Söz konusu olan “Metal Fırtına” olduğunda, işçilerin tepkisine neden olan Türk Metal çetesi sadece basit bir piyondu. Onu kapitalist patrona ya da devlete şikâyet etmek, aradan çıkartarak patronlarla sorunsuz anlaşabileceğini düşünmek, metal işçisinin o günkü bilinçleri ile düştükleri hataların en önemlilerinden biriydi. Çünkü onlar, Türk Metal’in koruyuculuğunu yaptığı düzenin gerçek sahipleriydi. Ve asıl mücadelenin onlara karşı verilmesi gerekiyordu.

Bu ise bu broşürün başından beri vurguladığımız sınıfsal ilişkiler konusunda net bir bilince sahip olmayı zorunlu kılıyor. Karşımızda sendikacılar, kötü niyetli yöneticiler ya da tek tek kapitalistler yok. Karşımızda bir sınıf var. Ve işçiler bu “kapitalist sınıf”a karşı bir “sınıf” olmak zorunda.

İşçi sınıfı bunu başarabildiği oranda, verdiği mücadelelerde kritik anlarda karşılarına çıkarılan bilinç bulandırıcı tuzaklara da düşmeyecektir.
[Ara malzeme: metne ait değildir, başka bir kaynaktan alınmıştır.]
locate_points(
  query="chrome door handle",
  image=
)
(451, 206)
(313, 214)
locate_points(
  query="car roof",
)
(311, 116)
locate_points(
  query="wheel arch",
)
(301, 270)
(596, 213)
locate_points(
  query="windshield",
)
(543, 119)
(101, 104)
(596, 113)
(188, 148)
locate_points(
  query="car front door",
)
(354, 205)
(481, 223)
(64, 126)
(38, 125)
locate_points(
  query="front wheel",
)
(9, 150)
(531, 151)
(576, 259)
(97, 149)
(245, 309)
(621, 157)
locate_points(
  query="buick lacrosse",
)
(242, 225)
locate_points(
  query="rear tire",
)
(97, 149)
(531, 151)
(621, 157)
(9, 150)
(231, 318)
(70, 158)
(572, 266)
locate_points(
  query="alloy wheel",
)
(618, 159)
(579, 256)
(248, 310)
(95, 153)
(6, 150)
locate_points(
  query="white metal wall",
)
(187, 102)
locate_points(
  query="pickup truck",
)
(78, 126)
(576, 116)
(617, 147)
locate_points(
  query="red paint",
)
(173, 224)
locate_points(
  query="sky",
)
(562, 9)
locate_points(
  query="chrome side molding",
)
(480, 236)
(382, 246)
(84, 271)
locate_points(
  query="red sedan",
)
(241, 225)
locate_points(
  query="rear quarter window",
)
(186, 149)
Burjuvazinin milliyetçiliği, mezhepçiliği ya da türlü türlü değer yargılarını kullanarak birliğini bozmasına izin vermeyecektir. “Metal Fırtına”da da örneklerini gördüğümüz bu girişimleri, kapitalistler ve onların devleti her işçi eyleminde piyasaya sürmektedir. Bunu boşa çıkarmak ancak siyasal bir sınıf bilincine sahip olmakla, bu bilinci “sınıfa karşı sınıf” duruşu ile örgütlemekle mümkün olabilir.
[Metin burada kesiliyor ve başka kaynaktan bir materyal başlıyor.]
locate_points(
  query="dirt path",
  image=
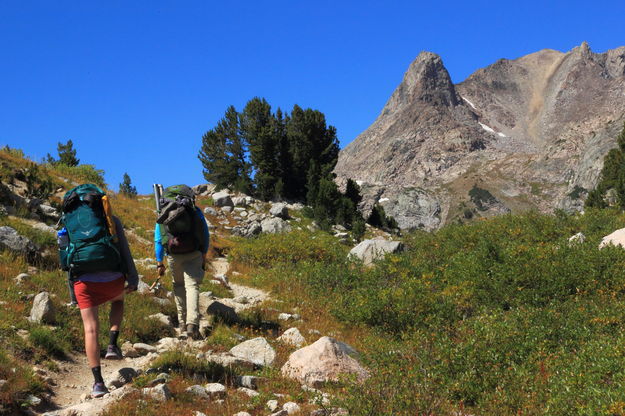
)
(73, 382)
Bu yanıyla “Metal Fırtına”, kitleselliği ve yaygınlığı ile 12 Eylül sonrasının en önemli işçi eylemlerinden biri olsa da, sınıfın bilinç ve örgütlenme düzeyinin zayıflığının da kendini en belirgin, en çarpıcı bir biçimde ortaya koyduğu bir eylemlilik oldu. Ve tam da bu nedenle işçi sınıfı halihazırda yaşadığı eylemli süreçlerden bir mücadele birikimi yaratarak çıkamıyor. Bu kısır döngüyü aşmak ise ancak işçi sınıfının politik mücadele sahnesine çıkması ile mümkün olabilir. Daha iyi çalışma ve yaşam koşulları için verilen mücadeleler ancak bu şekilde sonuca ulaşabilir ve kalıcı kazanımlar elde edebilir.

 “Metal Fırtına” fabrikalarda halen azgın sömürü koşulları altında çalışan, bu sömürüye öfkesi diri olan işçilerin ve öncülerin ertelenemez sorumluluklarına bir kez daha ışık tutmuştur!
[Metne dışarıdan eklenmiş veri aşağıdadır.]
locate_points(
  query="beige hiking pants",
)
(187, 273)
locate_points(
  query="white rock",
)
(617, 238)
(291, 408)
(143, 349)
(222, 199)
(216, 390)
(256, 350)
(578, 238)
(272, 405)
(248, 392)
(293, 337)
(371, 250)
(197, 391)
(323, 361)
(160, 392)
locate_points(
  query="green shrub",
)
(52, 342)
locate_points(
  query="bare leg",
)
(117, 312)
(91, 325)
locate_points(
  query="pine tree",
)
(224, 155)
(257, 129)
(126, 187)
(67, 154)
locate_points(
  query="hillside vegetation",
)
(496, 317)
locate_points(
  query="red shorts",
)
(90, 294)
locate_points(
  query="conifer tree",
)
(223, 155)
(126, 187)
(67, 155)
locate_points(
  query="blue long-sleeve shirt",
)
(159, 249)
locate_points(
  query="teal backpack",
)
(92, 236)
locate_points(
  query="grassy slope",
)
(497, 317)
“Metal Fırtına”nın en önemli zayıflığı, yaygın ve güçlü bir örgütlü birikim üzerinden yükselmemiş olmasıdır. Metal İşçileri Birliği’nin bu önemli eksikliği eylemlilik sürecinde telafi etme yönündeki çabaları da doğallığında yetersiz kalmıştır.

Eylem öğreticidir, ama sınıf bilincinin şekillenmesi konusunda tek başına hiçbir zaman yeterli değildir. Bugün fabrikalarda asgari bir sınıf bilincine sahip olan işçiler hem kendi bilinçlerini geliştirmek hem de bu bilinci tezgâh başında birlikte çalıştığı arkadaşlarına aktarmak için kesintisiz bir çabanın içinde olmalıdır.

Ve yarının fırtınalarına daha güçlü ve hazırlıklı girebilmek için fabrikalarda komiteleşme çalışmaları aksatmadan sürdürülmelidir. Komitelerin var olduğu yerlerde bu komiteleri geliştirip güçlendirmek ve bölümlere yaymak, olmadığı yerlerde ise kurulması için hızla bir araya gelmek gerekmektedir.

“Metal Fırtına”nın 10. Yılında en önemli çağrısı, yeni fırtınalara örgütlü bir hazırlıktır!